What does the Hippocratic Oath stand for? In what way does it (and its modern reincarnation, the World Medical Association Declaration of Geneva) bind doctors to have unconditional loyalty to their patients? Is a doctor to promote a patient's health over all other considerations? Are intervening circumstances i.e. who the patient is and what pressures the doctor is subjected to—acceptable as exceptions to this rule? When do the declared interests of the state supercede the interests of one patient?

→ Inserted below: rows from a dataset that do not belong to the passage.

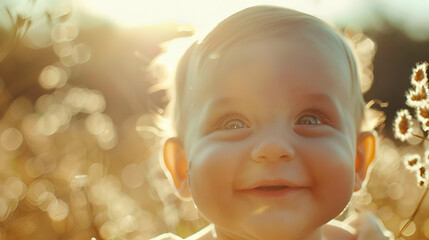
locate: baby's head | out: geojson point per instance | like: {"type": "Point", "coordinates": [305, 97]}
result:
{"type": "Point", "coordinates": [267, 115]}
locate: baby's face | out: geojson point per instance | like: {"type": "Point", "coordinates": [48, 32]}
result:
{"type": "Point", "coordinates": [271, 140]}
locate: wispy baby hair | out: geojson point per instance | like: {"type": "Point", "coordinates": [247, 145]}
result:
{"type": "Point", "coordinates": [253, 24]}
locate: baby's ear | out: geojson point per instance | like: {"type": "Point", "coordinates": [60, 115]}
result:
{"type": "Point", "coordinates": [365, 152]}
{"type": "Point", "coordinates": [175, 161]}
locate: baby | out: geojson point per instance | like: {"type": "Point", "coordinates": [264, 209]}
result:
{"type": "Point", "coordinates": [268, 138]}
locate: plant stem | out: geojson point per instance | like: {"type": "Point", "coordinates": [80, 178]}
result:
{"type": "Point", "coordinates": [421, 137]}
{"type": "Point", "coordinates": [411, 218]}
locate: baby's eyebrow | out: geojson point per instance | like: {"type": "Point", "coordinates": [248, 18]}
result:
{"type": "Point", "coordinates": [320, 98]}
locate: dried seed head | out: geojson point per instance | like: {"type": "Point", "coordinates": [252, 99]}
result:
{"type": "Point", "coordinates": [402, 125]}
{"type": "Point", "coordinates": [422, 172]}
{"type": "Point", "coordinates": [419, 75]}
{"type": "Point", "coordinates": [412, 161]}
{"type": "Point", "coordinates": [422, 114]}
{"type": "Point", "coordinates": [426, 158]}
{"type": "Point", "coordinates": [421, 183]}
{"type": "Point", "coordinates": [417, 97]}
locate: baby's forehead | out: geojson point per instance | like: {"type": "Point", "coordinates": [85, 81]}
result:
{"type": "Point", "coordinates": [272, 51]}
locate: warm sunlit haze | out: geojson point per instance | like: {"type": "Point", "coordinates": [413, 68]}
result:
{"type": "Point", "coordinates": [85, 84]}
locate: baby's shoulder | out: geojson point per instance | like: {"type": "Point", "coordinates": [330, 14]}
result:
{"type": "Point", "coordinates": [335, 230]}
{"type": "Point", "coordinates": [167, 236]}
{"type": "Point", "coordinates": [206, 233]}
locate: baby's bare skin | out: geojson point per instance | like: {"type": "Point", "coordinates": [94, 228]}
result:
{"type": "Point", "coordinates": [269, 145]}
{"type": "Point", "coordinates": [365, 227]}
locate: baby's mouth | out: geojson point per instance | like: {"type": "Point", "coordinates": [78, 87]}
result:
{"type": "Point", "coordinates": [271, 188]}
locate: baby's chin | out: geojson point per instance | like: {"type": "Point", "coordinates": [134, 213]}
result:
{"type": "Point", "coordinates": [280, 226]}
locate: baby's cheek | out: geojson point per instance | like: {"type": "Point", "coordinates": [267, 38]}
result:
{"type": "Point", "coordinates": [211, 177]}
{"type": "Point", "coordinates": [332, 169]}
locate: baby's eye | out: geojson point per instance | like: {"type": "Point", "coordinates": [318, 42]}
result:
{"type": "Point", "coordinates": [234, 124]}
{"type": "Point", "coordinates": [308, 120]}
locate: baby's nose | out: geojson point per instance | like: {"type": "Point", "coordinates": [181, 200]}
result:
{"type": "Point", "coordinates": [272, 149]}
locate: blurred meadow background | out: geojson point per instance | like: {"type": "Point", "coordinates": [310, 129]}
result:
{"type": "Point", "coordinates": [82, 86]}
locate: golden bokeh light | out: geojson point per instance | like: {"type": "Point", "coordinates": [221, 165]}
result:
{"type": "Point", "coordinates": [52, 77]}
{"type": "Point", "coordinates": [11, 139]}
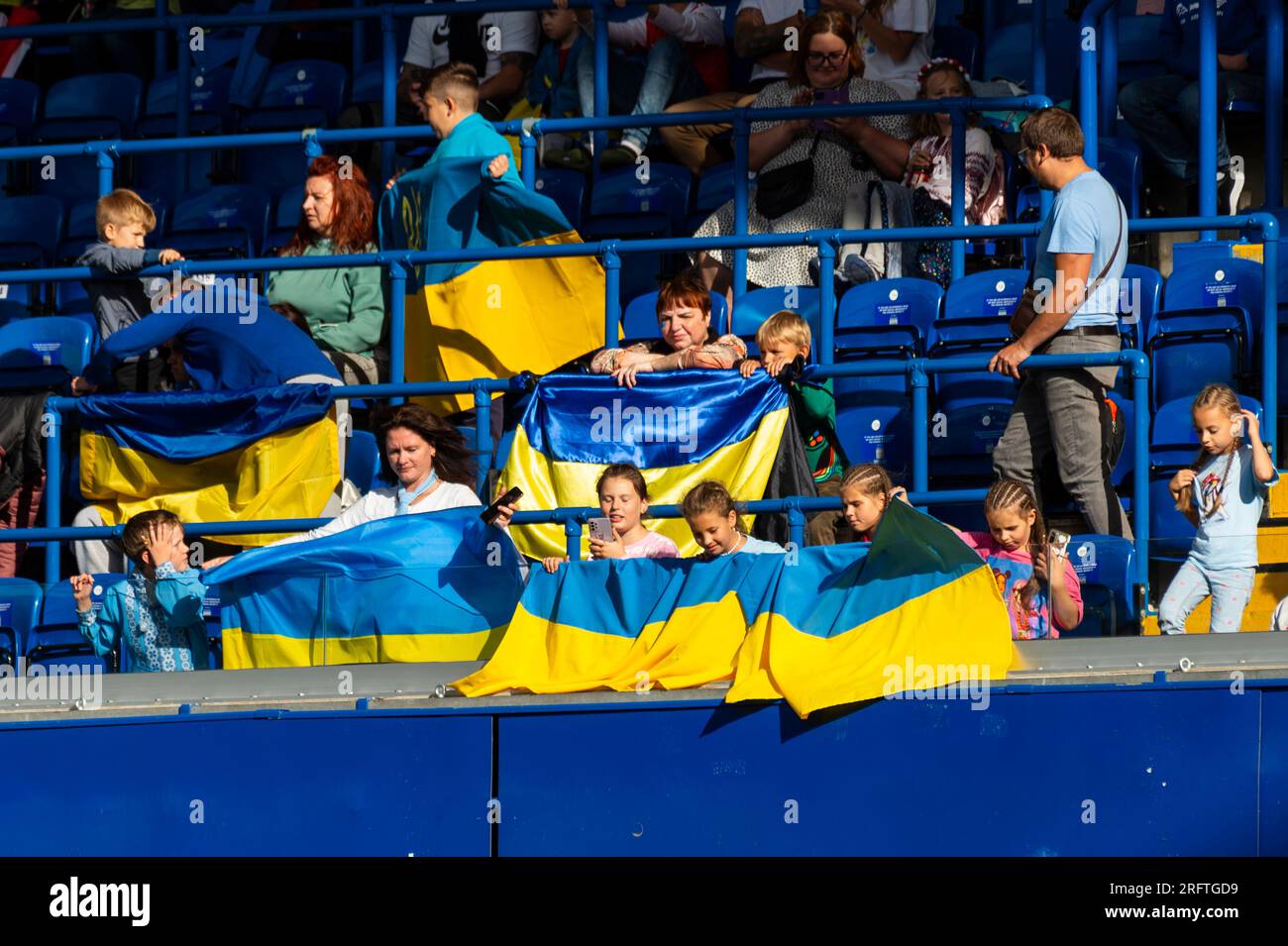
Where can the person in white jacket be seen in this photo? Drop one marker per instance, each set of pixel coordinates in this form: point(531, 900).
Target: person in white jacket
point(669, 53)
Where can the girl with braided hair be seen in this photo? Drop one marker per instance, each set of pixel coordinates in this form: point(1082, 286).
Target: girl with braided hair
point(1041, 591)
point(1223, 494)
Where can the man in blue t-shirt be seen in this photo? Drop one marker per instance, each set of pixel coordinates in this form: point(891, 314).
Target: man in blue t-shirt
point(1164, 110)
point(1081, 254)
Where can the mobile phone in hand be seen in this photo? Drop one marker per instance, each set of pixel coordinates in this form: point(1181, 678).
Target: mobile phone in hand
point(492, 511)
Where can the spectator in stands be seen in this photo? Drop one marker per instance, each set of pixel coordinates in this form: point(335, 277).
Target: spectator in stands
point(688, 340)
point(623, 499)
point(1164, 110)
point(432, 465)
point(344, 305)
point(500, 47)
point(784, 340)
point(1082, 246)
point(928, 175)
point(866, 493)
point(712, 516)
point(764, 31)
point(1223, 493)
point(155, 613)
point(896, 38)
point(683, 56)
point(845, 154)
point(1042, 596)
point(123, 220)
point(22, 472)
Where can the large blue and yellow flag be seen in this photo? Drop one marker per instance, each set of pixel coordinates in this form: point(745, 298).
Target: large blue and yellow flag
point(437, 585)
point(818, 627)
point(494, 318)
point(678, 428)
point(206, 456)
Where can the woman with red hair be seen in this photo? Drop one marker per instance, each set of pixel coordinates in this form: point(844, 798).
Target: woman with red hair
point(344, 306)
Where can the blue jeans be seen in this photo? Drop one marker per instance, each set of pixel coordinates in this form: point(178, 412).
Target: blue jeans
point(640, 85)
point(1164, 113)
point(1231, 589)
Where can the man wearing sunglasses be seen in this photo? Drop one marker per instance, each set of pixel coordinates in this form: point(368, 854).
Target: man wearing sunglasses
point(1081, 254)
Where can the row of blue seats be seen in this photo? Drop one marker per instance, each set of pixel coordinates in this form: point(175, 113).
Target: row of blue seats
point(39, 626)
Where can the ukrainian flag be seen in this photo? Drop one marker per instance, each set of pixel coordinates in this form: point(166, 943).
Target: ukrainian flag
point(678, 428)
point(494, 318)
point(437, 585)
point(627, 624)
point(857, 622)
point(211, 456)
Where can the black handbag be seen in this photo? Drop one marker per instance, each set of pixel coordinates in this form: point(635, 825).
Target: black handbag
point(786, 188)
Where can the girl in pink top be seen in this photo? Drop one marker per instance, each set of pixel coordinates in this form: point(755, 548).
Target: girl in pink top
point(1041, 601)
point(623, 498)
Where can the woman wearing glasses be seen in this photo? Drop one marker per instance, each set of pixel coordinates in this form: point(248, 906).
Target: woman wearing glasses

These and a great many other questions are the subject of an insightful study by Physicians for Human Rights (hereafter PHR) and the University of Capetown Health Sciences Faculty (hereafter UCTHS). There is a basic blind trust in most societies towards the men/women in the white coat. Surely, we think, they could not betray us. The report not only discusses the most egregious violations of medical trust as experienced in repressive societies but also discusses the many gradations and instances in countries like the United States where the issues of trust and loyalty come into question. There are many examples where the line between duty and loyalty are gray. However, the instance which is absolutely clear in terms of the medical professional's violations of his/her responsibility and of international human rights law is when physicians knowingly consent to be complicit with the state apparatus of torture, repression and death. Unfortunately, the examples are abundant in modern times—i.e. Nazi Germany, military junta's Argentina, South Africa under apartheid, Iraq under Saddam Hussein and so forth.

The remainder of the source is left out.